Long short-term memory (LSTM ) is an artificial recurrent neural network architecture used in the field of deep learning. It is commonly used for time series prediction, speech recognition, music/rhythm learning, handwriting recognition, and sign language translation. It is very difficult to visualize for the average software developer. Our team was inspired to tackle this problem by making this machine learning model as easily accessible as possible. This was done by developing a natural language processing machine learning project with a data visualization.
What it does
When the user enters in a review, the model analyzes whether each word is of positive or negative sentiment. When the user enters in a review, the model analyzes whether each word is of positive or negative sentiment. It outputs the review with each word highlighted green or red respectively.
How we built it
The model was built using Keras based on an IMDB movie review sentiment classification dataset.
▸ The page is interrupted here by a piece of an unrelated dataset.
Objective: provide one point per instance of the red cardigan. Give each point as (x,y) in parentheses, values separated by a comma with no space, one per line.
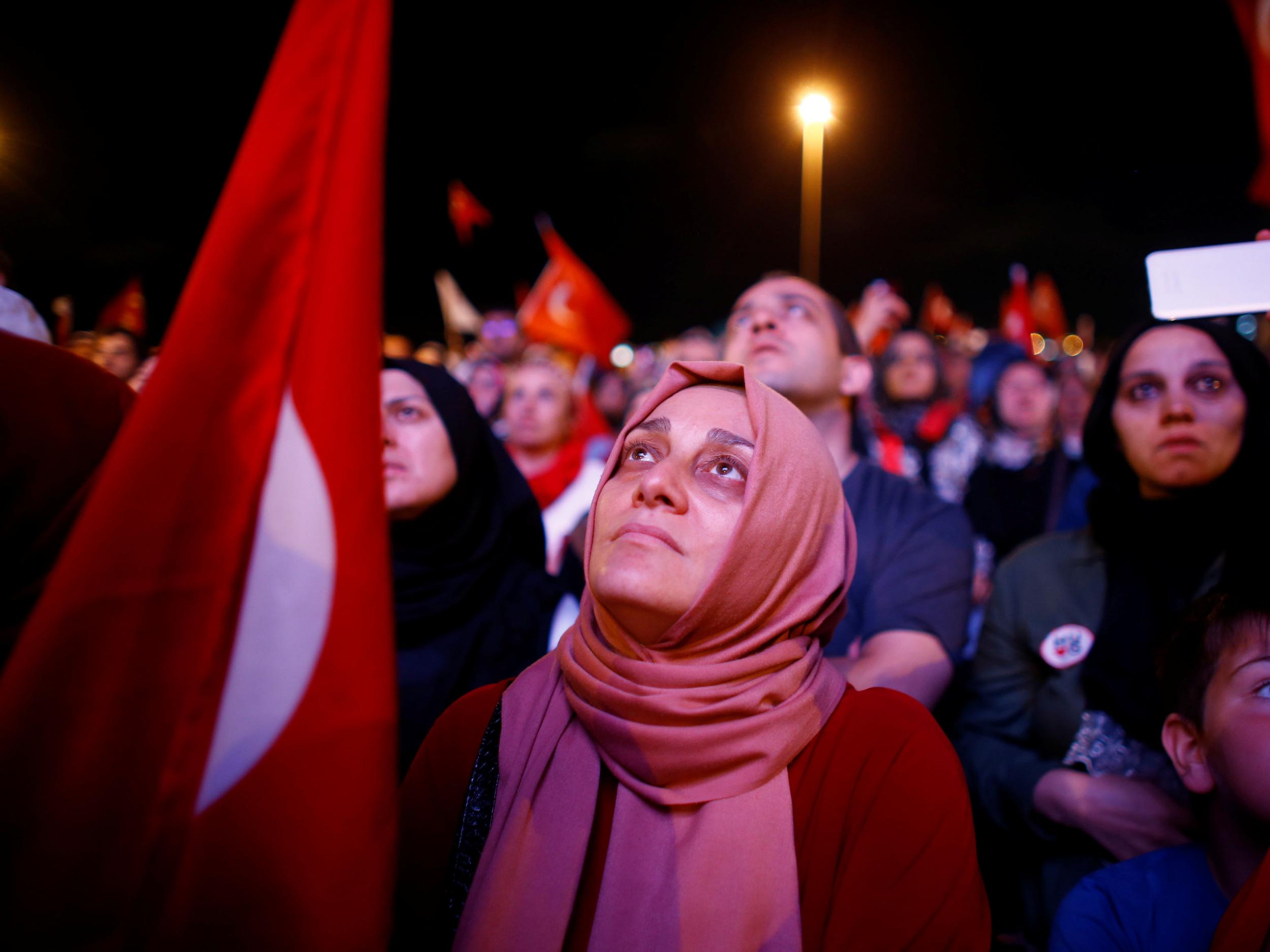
(882,831)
We created and packaged a BentoML service and were able to get it Dockerized.
Open Source Technologies
The training and definition of the model was done through Keras. We served and containerized the model using BentoML. Data pre-processing was done using scikit-learn.
Our team of three people from different time zones applied the Open Source best practices using Github for easier collaboration. We used Github Projects to plan our project on a high level in addition to the use of branches, pull requests, reviewing each other’s code, writing a comprehensive README, and using issues to track tasks.
Challenges we ran into
- Coordinating conflicting schedules and timezones. We missed being able to pair program
- Deciding on a simple neural network architecture to implement and train
- Recovering the character-by-character breakdown was kinda hacky
- Finding a way to deploy the application. We tried pythoneverywhere, heroku, and firebase - ultimately decided to use Github Pages
- Github Merge conflicts
- Figure out how to serve the model using BentoML and Docker struggles
Accomplishments that we're proud of
It works! We were really proud of the fact that we managed to go from 0 BentoML knowledge to a working BentoML deployment in the span of a hackathon. The hack is complete and the team achieved everything we wanted. For a live demonstration of our complete hack https://github.com/MLH-Fellowship/0.1.2-sentiment-analysis-visualization.
What we learned
- Building a data modeling pipeline end-to-end
- How to package and serve a BentoML model
- Implement the Keras tokenizer outside of Keras
What's next for Movie Review Sentiment Analysis
- Train with other data sets to test how sentiment of other topics is shown (since IMDB dataset was used exclusively).
- Make the Web UI more clean